Talmente imponente è la portata del movimento che vi partecipano, anche a viso aperto, tanti riservisti, che annunciano il rifiuto di prendere parte al miluim, il richiamo annuale per esercitazioni.
Il 7 ottobre lo shock del “nemico esterno” azzera all’istante ogni forma di conflittualità interna.
La reazione degli israeliani è forte e unanime. Tutti i riservisti si presentano alla chiamata, anzi molti di più di quelli tenuti a rispondere all’emergenza. La tensione sale, “annientare Hamas”, “cancellare Hamas”, “uccidiamoli tutti”, frasi di rabbia che risuonano anche tra le persone miti. E se la soluzione di conquistare Gaza e ripulirla dai terroristi è sempre stata la parola d’ordine della destra estrema, ora dopo l’attacco sanguinario diventa attuale e diffusa.
Ma c’è anche rabbia per come sia stato scoperto il fianco all’irruzione di oltre tremila terroristi e, dopo di loro, di abitanti di Gaza per partecipare al saccheggio e alla violenza.
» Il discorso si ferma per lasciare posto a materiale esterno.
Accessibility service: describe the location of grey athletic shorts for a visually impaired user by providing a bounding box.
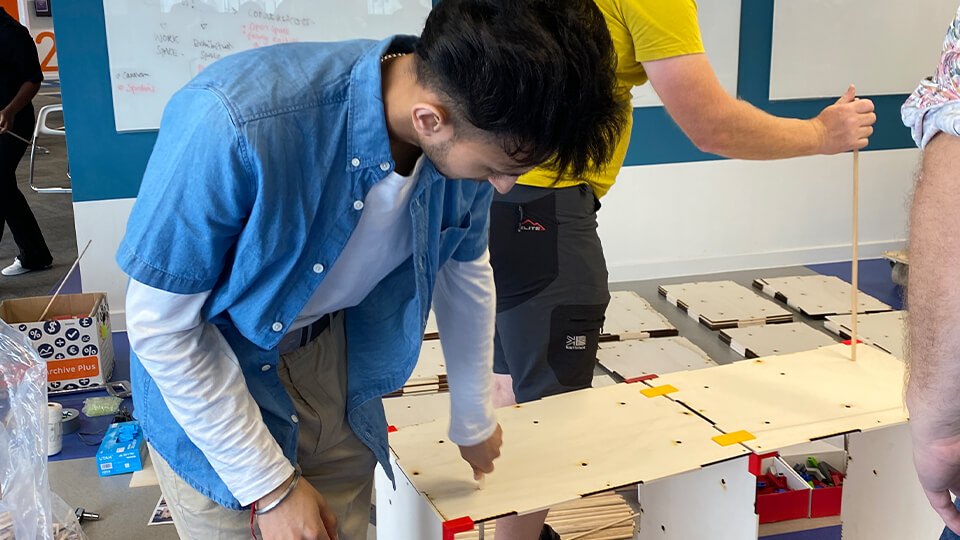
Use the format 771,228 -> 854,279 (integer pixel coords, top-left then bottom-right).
490,184 -> 610,403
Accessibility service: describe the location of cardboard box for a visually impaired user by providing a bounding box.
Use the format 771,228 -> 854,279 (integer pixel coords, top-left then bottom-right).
0,293 -> 113,394
97,420 -> 146,476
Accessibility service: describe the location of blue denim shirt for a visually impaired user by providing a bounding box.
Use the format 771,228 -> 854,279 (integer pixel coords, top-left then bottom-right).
117,36 -> 493,509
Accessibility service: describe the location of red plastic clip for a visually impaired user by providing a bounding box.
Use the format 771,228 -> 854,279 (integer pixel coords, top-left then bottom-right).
623,375 -> 659,384
443,517 -> 475,540
747,452 -> 777,477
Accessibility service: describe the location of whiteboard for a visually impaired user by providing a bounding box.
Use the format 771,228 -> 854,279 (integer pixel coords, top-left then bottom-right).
632,0 -> 740,107
770,0 -> 957,100
103,0 -> 432,131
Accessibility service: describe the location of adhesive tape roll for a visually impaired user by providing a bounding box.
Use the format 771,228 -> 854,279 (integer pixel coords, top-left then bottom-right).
63,409 -> 80,435
47,402 -> 63,456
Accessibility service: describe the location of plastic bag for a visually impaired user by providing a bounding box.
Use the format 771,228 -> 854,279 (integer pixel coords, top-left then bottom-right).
0,321 -> 86,540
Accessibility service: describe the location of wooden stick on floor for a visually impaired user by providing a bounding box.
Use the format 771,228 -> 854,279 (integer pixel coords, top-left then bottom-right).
850,150 -> 860,362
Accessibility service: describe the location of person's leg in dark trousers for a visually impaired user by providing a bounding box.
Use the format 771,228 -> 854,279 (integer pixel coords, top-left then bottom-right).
0,107 -> 53,270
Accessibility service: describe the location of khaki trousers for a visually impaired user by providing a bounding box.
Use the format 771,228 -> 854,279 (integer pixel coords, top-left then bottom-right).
150,313 -> 377,540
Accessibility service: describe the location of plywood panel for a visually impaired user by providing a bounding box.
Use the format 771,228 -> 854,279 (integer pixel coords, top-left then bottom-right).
656,344 -> 907,453
823,311 -> 907,360
601,291 -> 677,339
383,392 -> 450,429
753,275 -> 893,318
720,322 -> 837,358
841,424 -> 943,540
390,384 -> 747,521
659,281 -> 793,330
597,337 -> 717,380
638,457 -> 757,540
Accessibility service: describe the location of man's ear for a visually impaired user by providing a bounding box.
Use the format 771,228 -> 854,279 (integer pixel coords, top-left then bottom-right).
412,102 -> 452,138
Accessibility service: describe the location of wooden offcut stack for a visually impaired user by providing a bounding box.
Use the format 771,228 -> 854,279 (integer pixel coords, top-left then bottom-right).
456,487 -> 636,540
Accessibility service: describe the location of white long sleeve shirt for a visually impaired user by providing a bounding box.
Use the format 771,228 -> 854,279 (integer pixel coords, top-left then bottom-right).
126,164 -> 496,505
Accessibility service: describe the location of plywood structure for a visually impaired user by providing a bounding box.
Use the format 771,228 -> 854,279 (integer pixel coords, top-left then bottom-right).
654,344 -> 907,453
659,281 -> 793,330
378,384 -> 748,522
823,311 -> 907,360
720,322 -> 837,358
389,340 -> 449,396
841,424 -> 943,540
455,492 -> 636,540
600,291 -> 678,340
753,275 -> 893,318
383,392 -> 450,429
638,457 -> 757,540
597,337 -> 717,380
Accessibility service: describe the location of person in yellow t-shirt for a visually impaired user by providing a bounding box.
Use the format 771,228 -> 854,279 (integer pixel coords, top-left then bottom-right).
490,0 -> 876,540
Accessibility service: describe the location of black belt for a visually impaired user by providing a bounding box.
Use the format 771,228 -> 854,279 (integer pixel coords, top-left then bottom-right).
277,313 -> 331,354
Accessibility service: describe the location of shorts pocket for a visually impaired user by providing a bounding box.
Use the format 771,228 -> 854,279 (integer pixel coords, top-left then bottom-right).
547,304 -> 607,388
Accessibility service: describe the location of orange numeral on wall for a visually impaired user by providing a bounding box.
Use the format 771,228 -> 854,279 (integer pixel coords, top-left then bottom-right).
36,32 -> 59,71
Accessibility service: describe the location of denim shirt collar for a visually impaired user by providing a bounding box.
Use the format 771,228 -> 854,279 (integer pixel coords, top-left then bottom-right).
345,36 -> 417,176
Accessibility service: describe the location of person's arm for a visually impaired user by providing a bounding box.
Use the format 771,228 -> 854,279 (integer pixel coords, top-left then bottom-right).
906,133 -> 960,534
126,280 -> 336,538
0,81 -> 40,134
643,54 -> 876,159
433,247 -> 501,478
Una vulnerabilità resa possibile dallo spostamento di forze dal confine con Gaza alla Cisgiordania, nei territori dei coloni? Questa e altre domande girano ma si aspetta la fine del conflitto per la resa dei conti con i responsabili politici del disastro, Netanyahu in testa.
E su tutto c’è la questione dei 241 ostaggi. Le loro famiglie si sono organizzate, fanno pressioni sul governo. All’inizio erano contrarie all’invasione di Gaza, temendo per i propri cari, adesso c’è chi tra loro preme perché si vada fino in fondo, mentre un’altra parte chiede il cessate-il-fuoco.
Che cosa ne è dunque del movimento di piazza della Democrazia? La contestazione della riforma giudiziaria è messa da parte – d’altronde lo stesso governo l’ha accantonata – e il movimento è in grande attività, anche attraverso la sua fitta rete di chat e social, a favore delle famiglie degli ostaggi e degli sfollati dalle aree del nord, minacciate da Hezbollah.
Le dimissioni di Netanyahu restano sul tavolo, ma ci vorrà tempo perché il presidente Herzog se ne occupi. Molto tempo, perché il conflitto promette di essere molto lungo.

Immagine di copertina: Tel Aviv. La tavola imbandita dello Shabbatt con le 241 sedie vuote degli ostaggi.